Puncak Kekecewaan Warga Mojoduwur, Truk Tambang Diblokir hingga Ada Kepastian Perbaikan Jalan

Obsesinews.com, Nganjuk – Ratusan warga Desa Mojoduwur, Kecamatan Ngetos, Kabupaten Nganjuk, melakukan aksi blokir terhadap kendaraan pengangkut hasil tambang pada Kamis (18/6/2026). Aksi tersebut menjadi bentuk protes sekaligus tuntutan masyarakat atas kerusakan jalan yang telah berlangsung bertahun-tahun tanpa penyelesaian yang jelas.

Warga dari Dusun Jatirejo dan Dusun Sanan menutup akses jalan penghubung Kecamatan Ngetos dan Kecamatan Berbek serta melarang seluruh armada tambang melintas hingga ada kepastian perbaikan jalan. Mereka menilai aktivitas kendaraan bertonase berat menjadi salah satu penyebab utama rusaknya infrastruktur yang selama ini menjadi jalur vital masyarakat.

Kerusakan jalan yang semakin parah tidak hanya menghambat mobilitas warga, tetapi juga meningkatkan risiko kecelakaan, terutama bagi pengendara roda dua. Selain itu, debu yang ditimbulkan kendaraan tambang turut mengganggu kenyamanan dan kesehatan masyarakat yang tinggal di sepanjang jalur tersebut.

Ketua Koordinator aksi, Lukman, menegaskan bahwa masyarakat tidak menolak keberadaan usaha tambang. Namun, warga menuntut tanggung jawab yang nyata terhadap dampak yang ditimbulkan oleh aktivitas tersebut.

“Kami tidak pernah menolak investasi maupun aktivitas tambang. Yang kami tuntut adalah tanggung jawab atas kerusakan yang terjadi.

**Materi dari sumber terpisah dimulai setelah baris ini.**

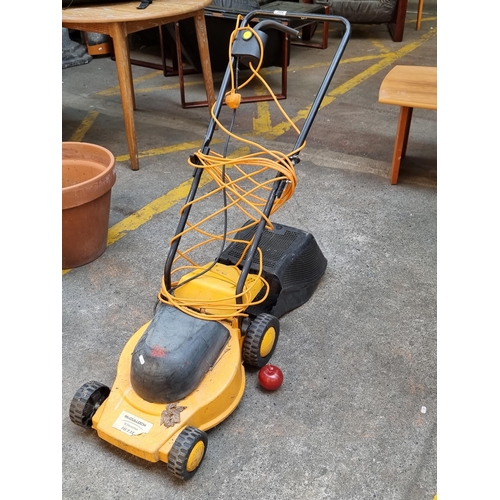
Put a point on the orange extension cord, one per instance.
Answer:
(249, 199)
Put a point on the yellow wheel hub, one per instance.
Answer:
(195, 456)
(267, 342)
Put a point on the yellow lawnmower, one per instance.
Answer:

Jalan ini merupakan akses utama masyarakat untuk bekerja, bersekolah, dan menjalankan aktivitas sehari-hari. Selama belum ada kepastian perbaikan yang jelas dan sesuai dengan kebutuhan tonase kendaraan tambang, kami sepakat melarang armada tambang melintas di jalan ini,” tegas Lukman.

Menurutnya, warga telah berulang kali menyampaikan keluhan dan aspirasi melalui berbagai forum mediasi. Namun hingga kini, belum ada langkah konkret yang mampu memberikan solusi permanen terhadap persoalan tersebut.

“Aksi ini bukan bentuk permusuhan terhadap siapa pun. Ini adalah perjuangan masyarakat untuk mendapatkan hak atas jalan yang layak, aman, dan nyaman. Kami berharap semua pihak dapat memahami dan segera mengambil langkah nyata agar persoalan ini tidak terus berlarut-larut,” tambahnya.

Menanggapi aksi tersebut, pemerintah kecamatan bersama sejumlah instansi terkait turun langsung ke lokasi untuk menyerap aspirasi masyarakat dan memfasilitasi penyelesaian persoalan. Pemerintah berkomitmen melakukan koordinasi dengan pihak terkait guna mempercepat langkah penanganan dan perbaikan jalan.

Bagi masyarakat Mojoduwur, jalan yang layak bukan sekadar sarana transportasi, melainkan kebutuhan dasar yang menunjang aktivitas ekonomi, pendidikan, dan kehidupan sosial. Karena itu, warga berharap tuntutan mereka tidak berhenti pada sebatas janji, melainkan diwujudkan melalui tindakan nyata dan perbaikan yang berkelanjutan.

Hingga berita ini ditulis, aksi berlangsung aman dan tertib dengan pengawasan aparat keamanan serta pemerintah setempat. Warga masih berjaga di sejumlah titik, sementara kendaraan pengangkut hasil tambang belum diperbolehkan melintas sampai ada kejelasan mengenai perbaikan jalan. (mift/ red).